Media focus is on how Nick Clegg (leader of the Liberal Democrat Party and Deputy Prime Minister) was able to “reign in” his fellow party members who had wished to oppose the Bills. The reigning in has been reported essential to Nick Clegg’s political career - a personal victory saving him from political embarrassment. A simple reminder of his party’s pre-election manifesto (in which they promised to phase out tuition fees over six years, while setting up a national bursary scheme to support "strategic subjects" and students in financial hardship and to ring fence funding in the sciences (whilst saying nothing about decreasing funding in the humanities)) is, of course, the real embarrassment. Students from the Queen Mary’s College, University of London had bought a giant carrot on a stick – alluding to Nick Clegg’s u-turn. Leader of the opposition party, Ed Milliband commented on today being a sad day for democracy. Indeed, not only did the Liberal Democrats go back on an election pledge, but the party political “whip” system ensured that Ministers of Parliament that would otherwise have voted against the Bills, voted for it for fear of loosing their ability to represent their party at the next election.
In Parliamentary debates today, Nick Clegg asked students to consider the proposals in detail. He suggested that many of the protestors would be in a better position under the new proposals. This contention is ridiculous. The Institution of Fiscal Studies (IFS) noted that the Bill relating to funding, which will lead to the establishment of a National Scholarship fund (for least well off students), in fact provides a financial incentive for universities charging over £6,000 a year to turn away students from poorer backgrounds. Under reforms, the taxpayer would pay 12 months of fees for deprived students taking a degree course, while top universities charging more than £6,000 would pay for another free year. This is something they’re given no incentive to do. This is one of a number of "perverse incentives" the IFS has found in the more complex and less transparent scheme finally settled on by the Government.
The cuts disproportionately reduce funding for arts and humanities subjects. The sciences are deemed crucial for economic growth and necessary in the market and so saved. Colourful banners were on display at today’s protest. Many reading “Don’t Kill Culture”. The National Union of Rail, Maritime and Transport Workers (RMT) Union attended the protest in solidarity with students and university staff.
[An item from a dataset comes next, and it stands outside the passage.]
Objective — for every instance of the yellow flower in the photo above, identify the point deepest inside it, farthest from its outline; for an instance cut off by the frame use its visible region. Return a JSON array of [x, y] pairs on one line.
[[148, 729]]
I attended the protest following an occupation of Birkbeck’s counsel room. The occupation, whilst only lasting for 24 hours, was incredibly inspirational. Solidarity was built amongst students and lecturers. We intend to continue to fight the austerity measures and look forward to building coalitions with other students and workers. http://openbirkbeck.wordpress.com/
The protest itself was not a positive experience. Once again, the police used the strategy of ‘kettling’ – blocking a group of protestors in an area whilst refusing to let others in. This created much confusion and fear. No one wants to be caught in an area for an unknown period of time on a, literally, freezing day. The strategy ensured protestors who were not caught within a kettle, disbanded out of fear of being trapped or formed smaller groups of protestors. These smaller groups were subject to similar kettling strategies leading to the further disbursement of protestors. The police have used this strategy before. They have used it effectively. I felt the frustration at not being able to march peacefully, and, whilst the majority of the protestors were peaceful in spite of aggressive strategies (at around 4pm the BBC suggested up to 98 per cent of the protestors were peaceful), a handful became increasingly violent. This, of course, attracted much negative media attention. There was an atmosphere of trepidation from the start with volunteers handing out details of ‘protest solicitors’ and a ‘protestors advice line’. There is justified fear of the police. Police and protestors were harmed today. We need to learn to respond in a way that is creative and does not resort to violence.